Senior Bharatiya Janata Party leader L K Advani Thursday made a surprise announcement of undertaking a yatra across the country against the menace of corruption, a move seen as an attempt by him to get a grip over the party.
"I have decided to take out a yatra against corruption. The name of the yatra, its timing, point of origin and other details will be worked out with the party. Its focus will be on good governance and clean politics," the 83-year-old leader told reporters.
The decision of the quintessential rathyatri is likely to queer the pitch for some of the Gen-Next leaders who have been eyeing the highest position in the BJP hierarchy.
Asked if this would settle the leadership issue within BJP and if he would be the party's prime ministerial candidate in the next general elections, he evaded a reply.

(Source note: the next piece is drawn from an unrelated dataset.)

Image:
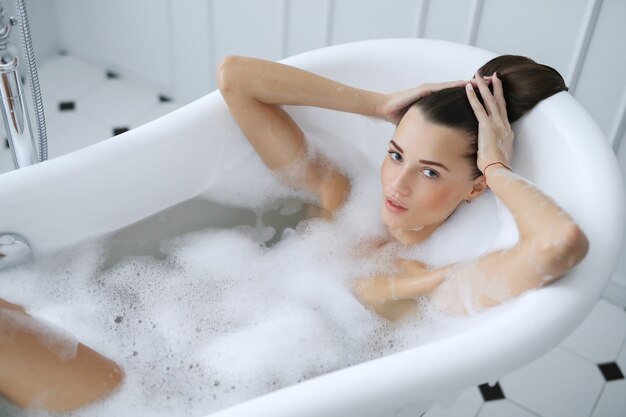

BJP president Nitin Gadkari had recently said the party will not declare its Prime Ministerial candidate in the next Lok Sabha elections and the decision would be taken after the polls.
"The party has not declared its Prime Ministerial candidate before all the elections. Our party president has a right to say so," Advani said in response to a question.
Advani, whose 1990 rathyatra for building a Ram temple at the disputed site in Ayodhya changed the BJP's electoral fortunes, said he would complete this yatra against corruption before the winter session begins in November this year.
He later told reporters that the idea of taking out a rathyatra first came to his mind after the last winter session of Parliament was washed out over the opposition demand for a joint parliamentary committee to probe the 2G spectrum scam.
The former deputy prime minister said he had conveyed the
idea of the yatra to the party top brass Tuesday night at a meeting to discuss the BJP strategy in Parliament on cash-for- vote issue.
"Today morning our party president Nitin Gadkari had come to my residence for a meeting. I discussed this idea with him .... He has pledged the party's full support to the yatra," Advani said.
The yatra would be in the form of the rathyatras that he has undertaken in the past where a truck is converted into the shape of a chariot.
While Advani wants to call it a yatra aimed at good governance and clean politics, some party leaders feel naming it an "anti-corruption yatra" would make more impact.
BJP is hopeful Advani's yatra would further corner the UPA-II government which has been mired in a series of corruption cases and scams.
Advani himself was non-committal on the prospect of mid-term polls and whether his yatra was aimed at improving BJP's electoral prospects.
"This yatra has nothing to do with elections," he said in reply to a question. He, however, said the legitimacy of this government "is coming to an end. Their mandate to rule is being exhausted."
He also lashed out the government for getting two former BJP MPs into jail who acted as 'whistle blowers' in cash-for-vote-scam.
"The Speaker has referred the matter of the third BJP MP to attorney general of India for legal opinion. I was the leader of the party and if anyone who should have been in jail should be me and not these MPs who could have simply taken the money home instead of displaying it in the Parliament," he said.
"I hold Dr Manmohan Singh and Home Minister P Chidambaram responsible for these arrests, "he said.